GENERAL DATA PROTECTION REGULATION
(GDPR – Reg 679/2016)
The General Data Protection Regulation (GDPR), which comes into force on May 25, 2018, is a massive reform of data protection for persons in the European Union.
The impact of the GDPR is not limited to a particular field but, on the contrary, its effects will occur in virtually all industries and also in the public and private sectors, including non-profit organizations.
Furthermore, new rules will apply from this date also to existing data already collected, which means that the way these data were collected and processed should be reviewed in the light of the changes made by the GDPR.
GDPR also has additional obligations and responsibilities for data controllers as well as increased rights for data subjects. Otherwise, the sanctions regulated by the GDPR are extremely high (the minimum fine is 10,000 euros and can reach up to 10-20 million euros or between 2% and 4% of the international turnover for private companies).
WHO DOES IT APPLY TO
Not exactly, but almost to everyone. Article 2 of the GDPR states:
“1. This Regulation shall apply to the processing of personal data wholly or partly by automated means and to the processing by non-automated means of personal data which are part of a data recording system or which are intended to be part of a data recording system.“
There are some exceptions:
- The provisions of the Regulation shall not apply to processing undertaken for the purpose of the prevention, investigation and prosecution of offenders or the execution of criminal sanctions. For these cases, the provisions of Directive (EU) 2016/680 will apply;
- The provisions of the Regulation will not apply to activities outside the EU law. The GDPR will apply to the processing of personal data by an operator not established in the EU but which offers goods and services to EU citizens, i.e. effects occur in the EU;
- The Regulation will not apply to data processing performed by a natural person during an exclusively personal activity.
WHAT ARE PERSONAL DATA
Any information about an identified or identifiable individual by reference to an identifier such as:
- identification number (ID number);
- location data;
- email addresses (personal or work if it has their name and surname firstname.lastname@example.org/com in the structure);
- telephone number (personal or work);
- online identifiers (IPs);
- physical, physiological (photos, video), genetic or psychic elements, biometric elements (fingerprint, facial image);
- registration plates of motor vehicles;
- economic, cultural or social elements.
The targeted persons are: employees, clients, potential clients, potential employees, suppliers, other contractors or beneficiaries, visitors etc.
WHAT COMPANIES HAVE TO DO
1. Appoint a Personal Data Protection Officer (Day-by-Day DPO) – who is responsible for coordinating and supervising the implementation of GDPR compliance conditions, highlighting processes and making the necessary periodic reporting;
Not all organisms are required to designate DPOs but only:
– Public institutions;
– Organizations that process large-scale special categories of data (data revealing racial or ethnic origin, religion, political opinions, membership of trade unions, biometric genetic data, etc.);
– Organizations that regularly and systematically monitor the data of the data subjects on a large scale.

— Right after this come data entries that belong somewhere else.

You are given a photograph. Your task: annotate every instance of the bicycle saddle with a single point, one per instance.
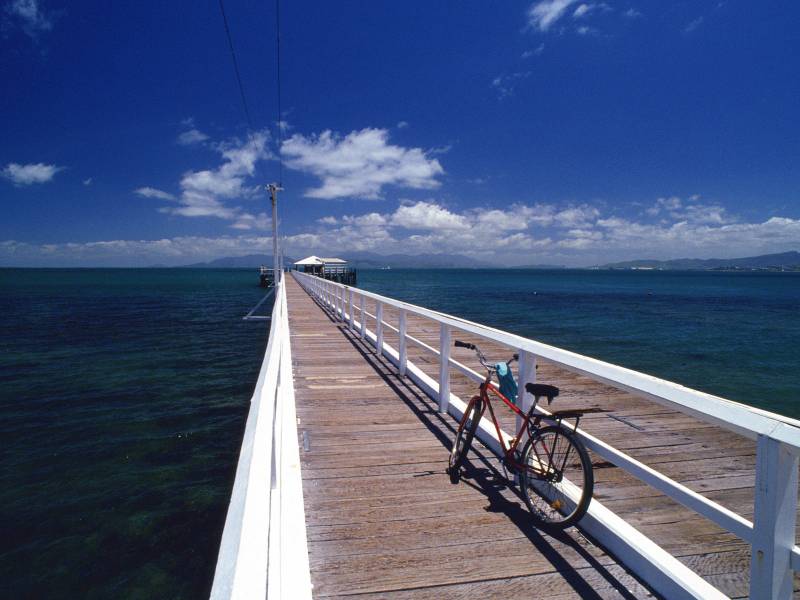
(540, 389)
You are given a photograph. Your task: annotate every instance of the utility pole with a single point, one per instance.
(277, 267)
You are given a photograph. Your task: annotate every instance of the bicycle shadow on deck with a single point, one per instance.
(487, 478)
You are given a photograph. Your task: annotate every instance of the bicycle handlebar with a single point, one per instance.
(481, 357)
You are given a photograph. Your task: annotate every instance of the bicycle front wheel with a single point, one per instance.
(557, 479)
(463, 441)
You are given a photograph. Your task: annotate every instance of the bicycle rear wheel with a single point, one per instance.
(464, 436)
(557, 479)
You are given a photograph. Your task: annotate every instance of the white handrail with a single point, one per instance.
(263, 552)
(774, 553)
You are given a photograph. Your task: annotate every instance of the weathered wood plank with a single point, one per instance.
(383, 519)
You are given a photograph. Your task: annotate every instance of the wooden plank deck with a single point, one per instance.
(384, 521)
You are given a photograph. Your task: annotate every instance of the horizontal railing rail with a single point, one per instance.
(264, 552)
(771, 536)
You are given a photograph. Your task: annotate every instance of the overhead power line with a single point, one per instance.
(279, 123)
(236, 66)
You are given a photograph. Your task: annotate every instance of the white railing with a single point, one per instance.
(771, 536)
(264, 551)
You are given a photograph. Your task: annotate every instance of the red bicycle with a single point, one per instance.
(555, 472)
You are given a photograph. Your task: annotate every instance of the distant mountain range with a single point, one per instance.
(772, 262)
(359, 260)
(251, 261)
(371, 260)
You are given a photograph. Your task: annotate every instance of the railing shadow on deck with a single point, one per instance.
(488, 479)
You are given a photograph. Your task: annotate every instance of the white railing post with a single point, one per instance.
(350, 300)
(527, 374)
(403, 351)
(775, 515)
(363, 314)
(379, 328)
(444, 368)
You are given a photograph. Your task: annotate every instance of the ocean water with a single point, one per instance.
(124, 394)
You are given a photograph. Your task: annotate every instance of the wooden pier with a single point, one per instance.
(677, 484)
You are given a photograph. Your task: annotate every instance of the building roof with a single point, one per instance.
(317, 261)
(309, 260)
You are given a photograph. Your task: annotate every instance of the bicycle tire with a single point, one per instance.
(550, 456)
(463, 441)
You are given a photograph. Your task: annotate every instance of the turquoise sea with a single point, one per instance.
(124, 392)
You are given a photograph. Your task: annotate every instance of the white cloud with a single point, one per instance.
(535, 52)
(427, 215)
(360, 164)
(692, 212)
(29, 174)
(150, 192)
(576, 235)
(192, 136)
(247, 221)
(692, 25)
(30, 16)
(544, 14)
(494, 235)
(506, 84)
(203, 192)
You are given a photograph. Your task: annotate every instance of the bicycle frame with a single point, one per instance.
(508, 451)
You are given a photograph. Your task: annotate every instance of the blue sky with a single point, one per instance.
(555, 131)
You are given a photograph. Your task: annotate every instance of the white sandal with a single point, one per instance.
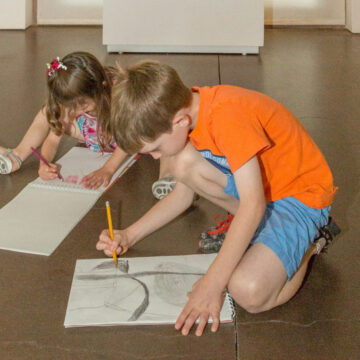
(6, 165)
(163, 186)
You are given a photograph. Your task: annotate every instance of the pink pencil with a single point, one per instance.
(44, 161)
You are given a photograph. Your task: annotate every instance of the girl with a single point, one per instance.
(77, 105)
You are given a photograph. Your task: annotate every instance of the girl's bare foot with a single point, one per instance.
(9, 161)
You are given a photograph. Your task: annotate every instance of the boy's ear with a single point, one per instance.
(182, 121)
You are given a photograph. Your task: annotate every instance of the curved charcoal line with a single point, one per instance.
(143, 306)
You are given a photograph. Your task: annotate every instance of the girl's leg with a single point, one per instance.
(34, 137)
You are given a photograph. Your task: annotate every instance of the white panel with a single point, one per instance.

This service can be outsourced. If a person inside the organization is appointed, they should not be in the company’s management to avoid conflict of interest. This position should be seen as a controller or auditor.
DPO tasks are provided for in Article 39 of the GDPR. It is important for the DPO to be involved in all aspects of data protection
2. Perform an internal security audit (GAP Analysis), i.e. a de facto audit (initial compliance analysis), assess the impact on data protection (risk – DPIA) and establish a plan of measures to comply with GDPR, risk mitigation (alteration / alienation / loss);
NB Data protection must be proven from the time of conception and by default.
3. Carry out the data mapping, i.e. to highlight the data processing operations (mandatory for enterprises with more than 250 employees) – Personal data processing registry;
4. Establish security policies and compliance with rights of individuals (Procedures must include information on the rights of data subjects, information of data subjects, application models, response models, etc.);
5. To implement technical security measures (the most concerned departments are: HR, IT, Law, Marketing, Sales);
6. Perform security tests and document them;
7. Perform an annual security audit;
8. To inform the data subjects (in writing);
9. Provide employee training;
10. To inform and conclude appropriate legal documents with the empowered persons, who in turn must keep records of the processing;
11. Monitor, manage and inform the Authority if a breach occurs in the security system;
12. To have a civil liability insurance.
WHAT THE AUTHORITY PERSUES
The Authority seeks to respect the rights of the person concerned:
– Right to information (independently of the existence of a request);
– Right of access (based on a request);
– The right to rectification;
– Right to delete data (If the data have been made public, the operator will have to take technically and economically reasonable measures to inform other operators that the data subject has requested the deletion of the data);
– The right to restrict the processing;
– The portability of the data (they may also request the transmission of this data to another operator);
– Right to opposition.
THE COMPANY’S LIABILITY
Any natural person, any person concerned, has the right to file a complaint with the National Supervisory Authority (ANSDCP) if they consider the personal data processing to be in breach of their rights.